Designation: Executive Director & Chief Investment Officer (CIO), ICICI Prudential Asset Management Co. Ltd.


Q.1 View on Indian Equity Markets (00:10)

Ans – Our view is that mid and small caps have been correcting since January and we have a situation where earnings growth is improving in a number of large caps. So from that point of view, there are positives and there are negatives. The negatives are clearly that you have a trade war in the world. You have impending election in India in the next one year. You have crude oil which has gone to a different level and you have US increasing interest rates. So our view at this point of time is we have headed for period of volatility supported by expanded earnings because we have not had good earnings growth for quite some time. So our principle is that right now in banking, the most important product is SB account. So like that for us best way to look at investing at this point of time is S, B, A and C. S being SIP. We think long term SIP is the way to invest at this point of time. B is that we clearly think as a category balanced advantage kind of defensive categories are powerful for investing over the long term. The third which is important is asset allocation and in our opinion, a number of investors have not invested significantly in debt through the mutual fund route and they should look at debt in the mutual fund arena and C is we think that closed-end funds are another way of deploying money. In closed-end funds, you invest with a long term view because anyway money is locked-in for a period of time. So we think that both SB account and SBAC in Mutual Fund industries are ways to move forward.

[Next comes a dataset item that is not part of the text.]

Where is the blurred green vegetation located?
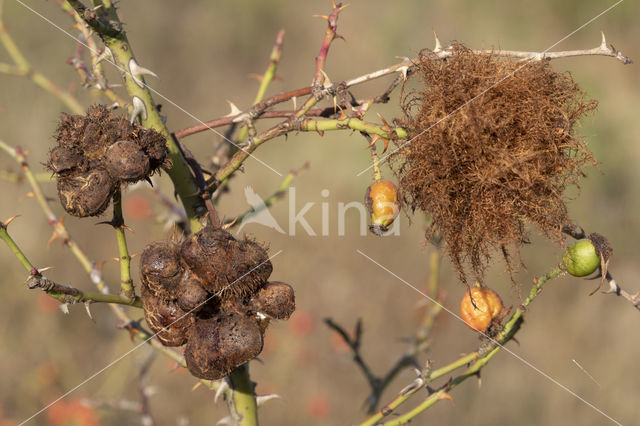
[0,0,640,425]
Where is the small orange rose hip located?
[364,180,400,235]
[460,287,504,331]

Q.2 Possible headwinds for the Indian equity markets (02:07)

Ans – See there are things like known, unknowns. There are elections, crude oil, US interest rates and what US will do with their Fed tightening. So these are the known unknowns. There are unknown unknowns like what Donald Rumsfeld says these are like what happens in trade war kind of thing. But in our opinion, if there is a period when there are no problems, that is the dangerous period for investing and the period when there are too many problems and valuations are attractive, is the time for investing. If you go back in history in 2007, everything looked good and in 2008, everything looked bad. So I don’t worry too much about the current headwinds.


Q.3 Sectoral view (Bullish) and the ones to be avoided (02:56)

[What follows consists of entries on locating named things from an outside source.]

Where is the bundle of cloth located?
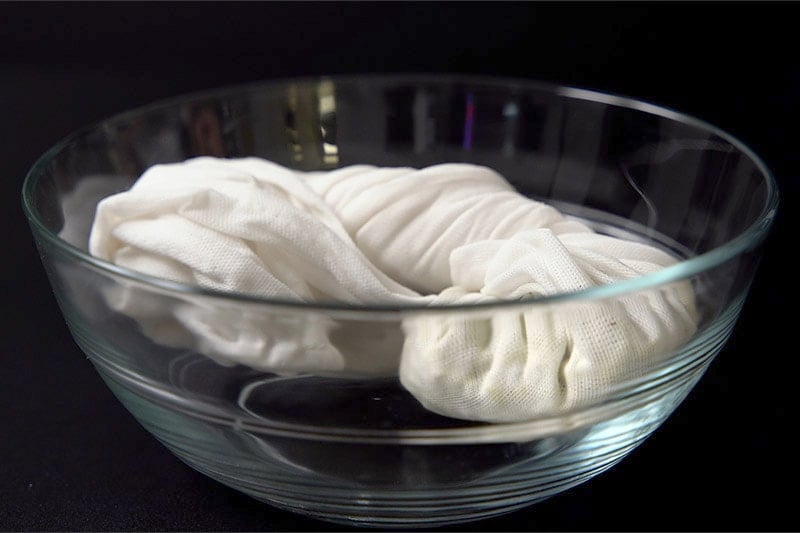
[89,157,698,422]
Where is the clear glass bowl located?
[23,76,777,527]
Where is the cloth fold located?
[90,157,698,422]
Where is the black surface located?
[0,2,800,530]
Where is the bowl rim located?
[22,74,779,316]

Ans – See primarily if you look at it, we have had a long period where export oriented industries did not do well and with crude oil going up, you have current account deficit going up and dollar appreciating. We are of the view that export oriented industries is one of the segments which can do better than what they did in last 4 years. On the other hand clearly if you look at sectors like NBFCs which actually have done well and are very leveraged companies. These are the kind of areas which we would still be much more careful on compared to what we were a few years back.


Q. 4 Views on current earnings season and growth for FY’19 (03:41)

Ans – I think barring a few companies, earnings growth has been good this season and last year there was a base impact of GST which is not there this year. We have had a number of companies reporting good earnings. We are pretty positive on earnings growth over the course of next 12-24 months. You have to also remember for the last 4 years earnings growth have been more muted.


Q.5 An advice for our equity investors (04:10)

Ans- In our opinion, existing investors have to re-look at their asset allocation, think whether they are over-invested in small and mid-caps or over-invested in equities and also consider investing in debt, particularly low duration debt funds. On the other hand as far as new investors are concerned, we believe that they should actually go into SIPs in a big way and I think SIPs are the way for new investors to invest in and we believe that they should also consider categories like balanced advantage and debt at this point of time.